Like Furnas and Cooper, Southworth overcomes his lack of height with plenty of savvy, determination and toughness. The fact he's the son of a football coach helps. He recently bulked up from 225 pounds to 231, yet simultaneously managed to lower his 40-yard dash time from 4.8 to 4.7 and raise his vertical jump from 29 inches to 30.
Southworth already has scholarship offers from Air Force, Arkansas State and Northwestern. He has either made or scheduled unofficial visits to Tennessee, Air Force, Oklahoma, Oklahoma State, Arkansas, Arkansas State, Vanderbilt and North Texas.
In addition to his prowess on the gridiron, Southworth made all-district in baseball, qualified for the regional track championships in the discus and qualified for the state power-lifting championships.
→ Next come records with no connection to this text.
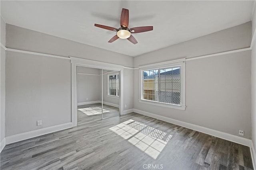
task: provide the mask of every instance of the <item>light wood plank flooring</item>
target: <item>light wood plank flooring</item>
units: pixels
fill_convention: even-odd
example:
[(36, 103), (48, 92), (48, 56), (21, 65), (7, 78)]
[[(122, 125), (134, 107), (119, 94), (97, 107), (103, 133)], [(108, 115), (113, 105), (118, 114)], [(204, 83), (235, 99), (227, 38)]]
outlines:
[[(77, 123), (82, 125), (101, 119), (101, 104), (87, 104), (78, 106)], [(103, 118), (119, 114), (119, 109), (103, 104)]]
[(253, 169), (248, 147), (135, 113), (8, 145), (0, 158), (1, 170)]

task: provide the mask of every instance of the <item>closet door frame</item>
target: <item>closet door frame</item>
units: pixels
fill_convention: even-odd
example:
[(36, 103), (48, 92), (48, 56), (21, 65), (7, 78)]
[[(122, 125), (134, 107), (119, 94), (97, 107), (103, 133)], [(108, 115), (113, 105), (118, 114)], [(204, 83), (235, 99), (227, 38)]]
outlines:
[(123, 110), (124, 92), (123, 90), (124, 66), (110, 64), (100, 61), (88, 60), (80, 58), (69, 57), (71, 62), (71, 104), (72, 127), (77, 125), (77, 98), (76, 96), (77, 66), (91, 67), (95, 68), (112, 70), (120, 72), (120, 92), (119, 95), (119, 113), (122, 114)]

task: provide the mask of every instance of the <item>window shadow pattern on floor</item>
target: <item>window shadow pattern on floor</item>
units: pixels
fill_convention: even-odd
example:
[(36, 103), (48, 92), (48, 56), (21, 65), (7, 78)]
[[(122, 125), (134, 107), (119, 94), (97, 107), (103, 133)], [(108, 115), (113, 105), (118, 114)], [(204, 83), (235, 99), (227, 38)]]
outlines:
[(132, 119), (109, 129), (154, 159), (172, 137), (172, 135)]

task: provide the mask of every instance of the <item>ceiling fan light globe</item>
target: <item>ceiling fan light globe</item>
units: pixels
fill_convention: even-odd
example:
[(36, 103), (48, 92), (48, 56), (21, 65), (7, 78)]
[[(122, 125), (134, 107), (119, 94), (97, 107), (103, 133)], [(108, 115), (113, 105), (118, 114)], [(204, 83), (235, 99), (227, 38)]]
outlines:
[(121, 29), (117, 31), (116, 35), (122, 39), (126, 39), (131, 36), (131, 32), (126, 29)]

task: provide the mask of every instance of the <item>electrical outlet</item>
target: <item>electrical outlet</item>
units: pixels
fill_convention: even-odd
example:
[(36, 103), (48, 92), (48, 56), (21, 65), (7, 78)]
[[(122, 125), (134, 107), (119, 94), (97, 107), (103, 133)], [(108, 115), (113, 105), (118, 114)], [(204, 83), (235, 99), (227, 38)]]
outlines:
[(239, 135), (241, 136), (244, 136), (244, 131), (242, 130), (239, 130)]
[(37, 125), (40, 126), (42, 125), (42, 120), (37, 121)]

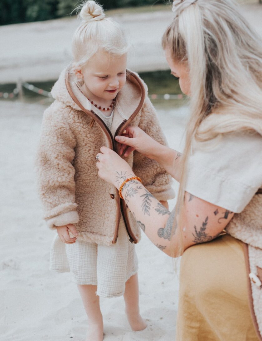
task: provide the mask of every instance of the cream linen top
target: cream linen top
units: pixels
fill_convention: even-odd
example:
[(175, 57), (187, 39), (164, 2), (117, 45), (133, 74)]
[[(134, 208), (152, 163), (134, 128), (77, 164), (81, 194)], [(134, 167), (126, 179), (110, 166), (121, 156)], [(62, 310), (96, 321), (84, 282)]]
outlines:
[(196, 143), (188, 169), (187, 192), (239, 213), (262, 187), (262, 136), (230, 133)]

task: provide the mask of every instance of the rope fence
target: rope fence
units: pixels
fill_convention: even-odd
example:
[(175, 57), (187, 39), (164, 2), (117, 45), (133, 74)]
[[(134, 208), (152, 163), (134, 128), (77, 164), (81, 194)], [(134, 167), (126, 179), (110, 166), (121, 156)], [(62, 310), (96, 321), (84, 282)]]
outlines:
[[(32, 91), (33, 92), (37, 93), (39, 95), (42, 95), (46, 97), (52, 98), (52, 95), (50, 91), (47, 91), (46, 90), (44, 90), (40, 88), (37, 88), (37, 87), (35, 86), (33, 84), (30, 84), (27, 82), (24, 82), (23, 83), (20, 83), (20, 84), (18, 83), (17, 87), (15, 88), (11, 92), (0, 92), (0, 98), (2, 98), (5, 99), (13, 99), (19, 95), (19, 94), (20, 95), (20, 97), (22, 96), (23, 87), (28, 90)], [(153, 93), (152, 95), (149, 95), (149, 97), (151, 100), (182, 100), (186, 98), (186, 97), (182, 93), (177, 94), (169, 93), (157, 94)]]

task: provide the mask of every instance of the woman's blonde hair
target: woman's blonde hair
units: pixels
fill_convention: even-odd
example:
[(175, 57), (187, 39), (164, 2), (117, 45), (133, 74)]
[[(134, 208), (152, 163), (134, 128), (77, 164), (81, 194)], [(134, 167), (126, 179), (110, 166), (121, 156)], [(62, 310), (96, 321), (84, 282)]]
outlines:
[(262, 135), (262, 40), (231, 0), (175, 0), (173, 10), (162, 46), (187, 63), (191, 82), (179, 211), (195, 143), (237, 131)]
[(92, 0), (84, 2), (76, 9), (82, 20), (74, 35), (72, 66), (81, 69), (99, 49), (118, 56), (127, 52), (128, 45), (123, 30), (102, 7)]

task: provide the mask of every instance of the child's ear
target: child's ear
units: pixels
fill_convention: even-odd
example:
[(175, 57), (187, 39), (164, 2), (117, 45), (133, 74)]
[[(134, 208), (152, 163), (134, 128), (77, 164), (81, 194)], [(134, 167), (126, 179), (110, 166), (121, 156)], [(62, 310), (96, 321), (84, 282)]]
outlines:
[(83, 75), (82, 74), (81, 70), (76, 70), (75, 73), (79, 79), (81, 79), (83, 78)]

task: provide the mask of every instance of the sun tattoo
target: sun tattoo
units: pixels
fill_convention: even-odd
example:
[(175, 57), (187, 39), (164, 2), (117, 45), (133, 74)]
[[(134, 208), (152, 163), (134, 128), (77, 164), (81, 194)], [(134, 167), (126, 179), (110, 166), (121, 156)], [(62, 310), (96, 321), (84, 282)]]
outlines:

Also a standout in the classroom, he carries a 3.5 grade-point average and a 1546 SAT score. Now that APR guidelines can cause schools to lose scholarships when athletes fail to graduate, solid students like Southworth are more valuable than ever.
Still, Tennessee's interest level is unclear. The Vols are loaded at fullback for the moment, with 6-3, 275-pound junior Cory Anderson and 6-2, 259-pound sophomore David Holbert providing a potent 1-2 punch. If the Big Orange elects to sign a fullback next February, however, rugged Ryan Southworth just might be the guy.